26.01.2011 - Bis Ende 2011 steigt die Liquiditätsreserve der deutschen Krankenversicherungen auf voraussichtlich 6,2 Milliarden Euro – 3,2 Milliarden Euro mehr als notwendig.
Das berichtet das Bundesversicherungsamt. Demnach habe die Liquiditätsreserve des Gesundheitsfonds Ende 2010 geschätzt rund 3,6 Milliarden Euro betragen.
Damit seien die gesetzlichen Anforderungen erfüllt: Die Reserve müsse mindestens 20 Prozent einer Monatsausgabe des Gesundheitsfonds betragen – das entspreche rund drei Milliarden Euro.
Laut Bundesversicherungsamt dient die Liquiditätsreserve dazu, Einnahmeschwankungen auszugleichen und eine Belastung der Steuerzahler zu vermeiden.
Mit der Reserve sollten künftig auch der Sozialausgleich für Geringverdiener und die Zusatzbeiträge für ALG II-Empfänger gedeckt werden.

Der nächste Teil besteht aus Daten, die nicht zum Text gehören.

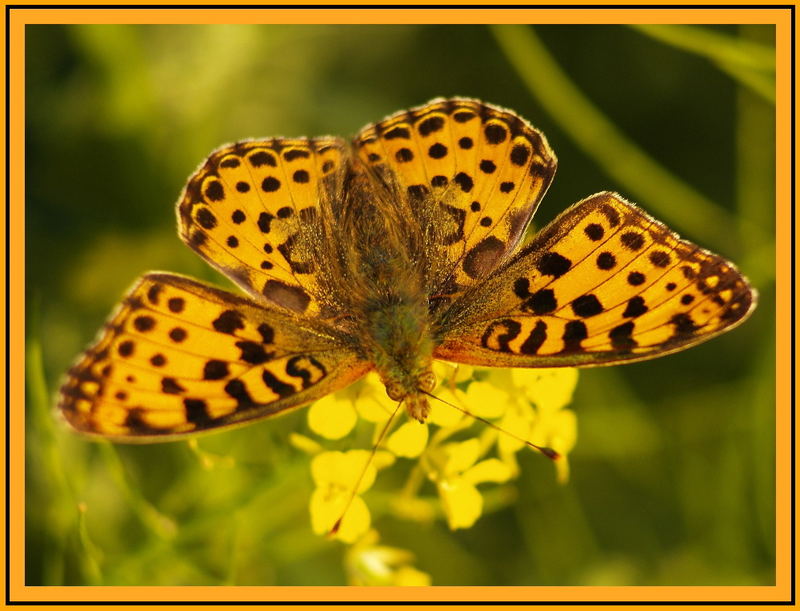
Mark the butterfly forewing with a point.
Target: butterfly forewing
(485, 167)
(180, 357)
(242, 209)
(602, 283)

Außerdem könne das Risiko unerwarteter Einnahmeausfälle nicht ausgeschlossen werden.
Forderungen nach geringeren Beiträgen der Versicherten seien daher unangebracht, so der Präsident des Bundesversicherungsamtes.
Laut Bericht hatte der Gesundheitsfonds 2009 aufgrund der Finanzkrise ein Defizit von 2,5 Milliarden Euro – er habe keine Liquiditätsreserve aufbauen können.
In den erwarteten 6,2 Milliarden Euro Reserve Ende 2011 seien zwei Milliarden Euro an Bundesmitteln enthalten. (uqrl)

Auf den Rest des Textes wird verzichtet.